### July 6-11, 1998 - Swarthmore, Pennsylvania

1998 Summer Institute || Participant Projects || List of Participants || Sum98 Staff || Agenda

## A data-collecting class activity

#### Margaret Sinclair

When doing statistics units with grade 9's I used to assign them to conduct a survey and bring in the results so the class could find mean, median and mode, construct histograms and produce graphs. It was often frustrating if the students didn't do their homework or collected such a small survey that trends weren't noticeable. Using data from databases was one solution but it usually didn't hold their attention.

The solution for me has been to collect data from class members as an in-class activity. This produces thirty-two answers (if there are two classes the data can be pooled) to assorted questions, carefuly chosen to ensure that some data will be categorical, some will provide integer results and some will offer continuous results. At the same time I include some questions that require students to get out of their seats and cooperate with others in groups, such as counting situps, timing pulses, and measuring jumps.

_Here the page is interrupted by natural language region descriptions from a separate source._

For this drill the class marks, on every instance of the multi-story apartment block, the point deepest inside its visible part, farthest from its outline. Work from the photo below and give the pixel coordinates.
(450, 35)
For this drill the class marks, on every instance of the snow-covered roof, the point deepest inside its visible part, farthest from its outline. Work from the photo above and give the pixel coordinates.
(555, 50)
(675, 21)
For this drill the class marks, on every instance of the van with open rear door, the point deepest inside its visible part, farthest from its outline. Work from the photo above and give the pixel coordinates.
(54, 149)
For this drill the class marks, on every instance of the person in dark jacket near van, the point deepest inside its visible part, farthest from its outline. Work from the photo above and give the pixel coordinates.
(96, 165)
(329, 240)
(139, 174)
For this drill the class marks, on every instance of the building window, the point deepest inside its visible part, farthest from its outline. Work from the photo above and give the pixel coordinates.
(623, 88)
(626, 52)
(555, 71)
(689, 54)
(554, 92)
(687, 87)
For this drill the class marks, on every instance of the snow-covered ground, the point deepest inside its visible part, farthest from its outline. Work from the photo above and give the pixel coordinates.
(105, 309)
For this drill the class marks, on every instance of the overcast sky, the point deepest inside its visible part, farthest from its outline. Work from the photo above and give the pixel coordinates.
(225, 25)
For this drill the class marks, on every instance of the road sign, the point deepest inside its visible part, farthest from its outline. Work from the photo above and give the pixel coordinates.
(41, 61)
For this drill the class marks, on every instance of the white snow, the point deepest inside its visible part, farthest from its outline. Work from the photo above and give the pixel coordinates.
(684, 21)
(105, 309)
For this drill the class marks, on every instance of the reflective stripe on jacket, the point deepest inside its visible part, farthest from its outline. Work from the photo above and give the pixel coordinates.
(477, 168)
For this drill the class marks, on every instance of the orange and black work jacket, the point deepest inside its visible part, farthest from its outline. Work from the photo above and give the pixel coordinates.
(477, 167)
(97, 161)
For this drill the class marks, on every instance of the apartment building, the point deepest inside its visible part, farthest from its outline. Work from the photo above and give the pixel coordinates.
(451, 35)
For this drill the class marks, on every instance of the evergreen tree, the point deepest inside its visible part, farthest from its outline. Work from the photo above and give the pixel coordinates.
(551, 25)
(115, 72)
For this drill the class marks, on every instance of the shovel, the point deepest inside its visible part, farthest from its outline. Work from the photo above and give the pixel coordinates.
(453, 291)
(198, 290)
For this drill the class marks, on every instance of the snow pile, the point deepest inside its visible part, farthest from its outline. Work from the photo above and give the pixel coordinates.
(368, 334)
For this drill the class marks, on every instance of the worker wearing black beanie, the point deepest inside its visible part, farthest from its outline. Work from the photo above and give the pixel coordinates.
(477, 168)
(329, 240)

This has made the activity a favorite with my students.

### Logistics

As you can see from the table below, I write three questions in 8 groups, A to H - one a categorical question such as "What's your favorite animal?", one such as "How many phones do you have?" that will produce integer answers, and one such as "How many centimeters can you jump?" that produces continuous data. I divide the class into eight groups of four and call them A, B, C, .... H. Each student answers all 24 questions. Group A is then given all the answers to the questions in section A, Group B gets the answers in B, and so forth.

In groups, the students tally the results and then determine the most effective ways to present and analyse their data. They are required to use at least three different display techniques and to find any measures of central tendency that are appropriate. (This provides a good opportunity to point out that you can't have a mean "favorite animal.") The groups then present their finished projects to the class.

This unit usually takes three classes to complete. The first day we collect the data; the second day the students work in their groups on their graphs, charts and calculations; and the third day is for presentations.

On Tuesday afternoon Margaret presented this activity to the Sum98 onsite participants. We were divided into groups to complete the questionnaires, and after each individual had answered the questions (measuring in centimeters, with much jumping up and down and energetic situps around the sides of the room), we were split into four subgroups (A and C, B and D, E and G, F and H), and each of the four groups got one of the subgroups of questions and responses to analyze.

Margaret noted that this activity lends itself nicely to speadsheet and group work. Participants decided on and then drew up different kinds of graphs to represent the data. Afterwards, participants discussed how the web could facilitate this kind of data-collecting activity, which resulted in an ongoing discussion thread in geometry-institutes.